Принцип «разделяй и властвуй» широко применяется в параллельных вычислениях, чтобы увеличить производительность и эффективность выполнения задач. Он основан на идее, что сложную задачу можно эффективно решить, разбив ее на несколько более простых подзадач, которые могут быть выполнены параллельно.
Процесс параллельного распараллеливания «разделяй и властвуй» включает следующие шаги.
Разделение. Исходная задача разбивается на несколько меньших и независимых подзадач. Это может быть сделано путем разделения данных, декомпозиции пространства поиска или другими методами, в зависимости от конкретной задачи.
Властвование. Каждая подзадача решается независимо и параллельно. Каждая подзадача может быть выполнена на своем собственном процессоре, ядре или узле в вычислительном кластере.
Объединение. Результаты выполнения подзадач объединяются для получения окончательного результата. Этот шаг может включать слияние данных, комбинирование результатов или другие операции, в зависимости от характера задачи.

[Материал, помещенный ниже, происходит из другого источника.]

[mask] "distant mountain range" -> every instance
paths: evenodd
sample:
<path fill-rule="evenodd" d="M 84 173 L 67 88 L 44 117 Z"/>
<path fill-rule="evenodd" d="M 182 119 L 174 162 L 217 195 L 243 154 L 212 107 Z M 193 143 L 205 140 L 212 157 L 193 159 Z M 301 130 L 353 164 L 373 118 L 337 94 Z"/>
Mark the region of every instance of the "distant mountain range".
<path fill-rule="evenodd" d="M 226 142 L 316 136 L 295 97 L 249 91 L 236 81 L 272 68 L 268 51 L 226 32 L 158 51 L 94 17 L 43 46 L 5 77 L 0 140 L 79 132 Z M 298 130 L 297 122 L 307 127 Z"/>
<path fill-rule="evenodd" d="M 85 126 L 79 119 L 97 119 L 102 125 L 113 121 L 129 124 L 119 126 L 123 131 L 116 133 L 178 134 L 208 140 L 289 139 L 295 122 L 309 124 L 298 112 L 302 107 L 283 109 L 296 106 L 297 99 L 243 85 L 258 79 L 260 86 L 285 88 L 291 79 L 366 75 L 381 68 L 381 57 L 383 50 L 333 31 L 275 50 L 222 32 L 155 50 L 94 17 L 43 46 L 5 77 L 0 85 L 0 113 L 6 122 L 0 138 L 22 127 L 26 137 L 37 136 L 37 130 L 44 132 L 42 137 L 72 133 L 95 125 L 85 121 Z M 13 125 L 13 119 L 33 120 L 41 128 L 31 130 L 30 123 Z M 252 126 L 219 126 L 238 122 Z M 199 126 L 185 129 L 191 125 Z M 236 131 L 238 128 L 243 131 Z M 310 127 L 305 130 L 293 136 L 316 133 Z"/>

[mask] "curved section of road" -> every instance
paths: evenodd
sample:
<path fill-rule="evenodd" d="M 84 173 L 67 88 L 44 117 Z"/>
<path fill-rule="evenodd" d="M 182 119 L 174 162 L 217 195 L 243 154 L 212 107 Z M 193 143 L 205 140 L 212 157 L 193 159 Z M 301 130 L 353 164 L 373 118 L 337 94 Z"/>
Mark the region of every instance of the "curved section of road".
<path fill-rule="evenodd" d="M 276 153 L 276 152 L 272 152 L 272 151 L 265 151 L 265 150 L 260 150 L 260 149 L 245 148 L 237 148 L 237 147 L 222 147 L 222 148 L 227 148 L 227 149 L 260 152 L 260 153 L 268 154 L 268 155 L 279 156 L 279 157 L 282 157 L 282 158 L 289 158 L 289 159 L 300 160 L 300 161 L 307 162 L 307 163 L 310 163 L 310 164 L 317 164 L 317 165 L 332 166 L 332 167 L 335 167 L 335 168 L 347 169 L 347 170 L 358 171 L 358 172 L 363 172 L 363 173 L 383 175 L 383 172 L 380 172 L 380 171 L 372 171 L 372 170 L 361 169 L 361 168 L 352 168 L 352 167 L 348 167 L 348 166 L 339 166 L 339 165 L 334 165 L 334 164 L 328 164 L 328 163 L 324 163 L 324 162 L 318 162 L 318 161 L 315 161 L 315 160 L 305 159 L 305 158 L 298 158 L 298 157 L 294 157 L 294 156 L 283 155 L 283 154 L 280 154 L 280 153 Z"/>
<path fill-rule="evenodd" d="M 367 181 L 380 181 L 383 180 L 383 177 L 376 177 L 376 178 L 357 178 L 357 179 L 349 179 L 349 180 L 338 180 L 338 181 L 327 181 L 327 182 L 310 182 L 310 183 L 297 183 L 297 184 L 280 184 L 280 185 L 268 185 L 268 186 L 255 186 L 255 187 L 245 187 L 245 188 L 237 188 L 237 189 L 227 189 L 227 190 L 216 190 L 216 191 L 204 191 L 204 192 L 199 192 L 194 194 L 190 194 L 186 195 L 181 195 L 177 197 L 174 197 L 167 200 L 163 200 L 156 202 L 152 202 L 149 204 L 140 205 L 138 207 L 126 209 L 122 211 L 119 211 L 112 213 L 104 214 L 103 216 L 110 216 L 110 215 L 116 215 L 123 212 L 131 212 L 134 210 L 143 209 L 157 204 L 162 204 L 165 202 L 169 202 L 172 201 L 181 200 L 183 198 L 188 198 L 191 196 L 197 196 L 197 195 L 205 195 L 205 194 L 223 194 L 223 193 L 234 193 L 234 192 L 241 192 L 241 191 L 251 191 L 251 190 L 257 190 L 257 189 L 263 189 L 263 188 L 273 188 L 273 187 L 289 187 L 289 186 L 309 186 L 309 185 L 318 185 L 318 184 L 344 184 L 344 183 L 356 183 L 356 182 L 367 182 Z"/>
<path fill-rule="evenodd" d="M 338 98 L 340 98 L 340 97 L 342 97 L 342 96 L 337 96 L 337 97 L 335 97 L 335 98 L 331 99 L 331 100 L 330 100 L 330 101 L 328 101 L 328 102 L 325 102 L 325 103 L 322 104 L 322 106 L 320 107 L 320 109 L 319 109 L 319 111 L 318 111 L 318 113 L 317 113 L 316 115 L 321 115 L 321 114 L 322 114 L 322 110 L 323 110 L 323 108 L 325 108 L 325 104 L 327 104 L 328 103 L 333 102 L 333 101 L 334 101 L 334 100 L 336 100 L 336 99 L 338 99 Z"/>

Принцип «разделяй и властвуй» позволяет распараллелить задачи, которые имеют хорошо определенную структуру и могут быть разбиты на независимые подзадачи. Он обеспечивает возможность эффективного использования параллельных вычислительных ресурсов и ускоряет выполнение задач, особенно для больших объемов данных или вычислительно сложных алгоритмов.
Суть метода "Разделяй и властвуй"
Программная реализация
Этап 1
Самый быстрый алгоритм (который я знаю) сортировки является "Быстрая сортировка" используем его для локальной сортировки.
// Функция для разделения массива на подмассивы с помощью опорного элемента
template <class vec, class typ>
typ partition(vec& arr, typ low, typ high) {
using VectorType = typename std::remove_reference<decltype(arr)>::type::value_type;
VectorType pivot = arr[high]; // Выбираем последний элемент в качестве опорного
typ i = low - 1; // Индекс меньшего элемента
for (typ j = low; j <= high - 1; ++j) {
// Если текущий элемент меньше или равен опорному
if (arr[j] <= pivot) {
++i; // Увеличиваем индекс меньшего элемента
std::swap(arr[i], arr[j]);
}
}
std::swap(arr[i + 1], arr[high]);
return i + 1;
}
// Рекурсивная функция для выполнения быстрой сортировки
template <class vec, class typ>
void quickSort(vec& arr, typ low, typ high) {
if (low < high) {
// Индекс опорного элемента после разделения
typ pivotIndex = partition<vec, typ>(arr, low, high);
// Рекурсивно сортируем элементы до и после опорного элемента
quickSort<vec, typ>(arr, low, pivotIndex - 1);
quickSort<vec, typ>(arr, pivotIndex + 1, high);
}
}
Этап 2
Для распараллеливания используем потоки (std::thread).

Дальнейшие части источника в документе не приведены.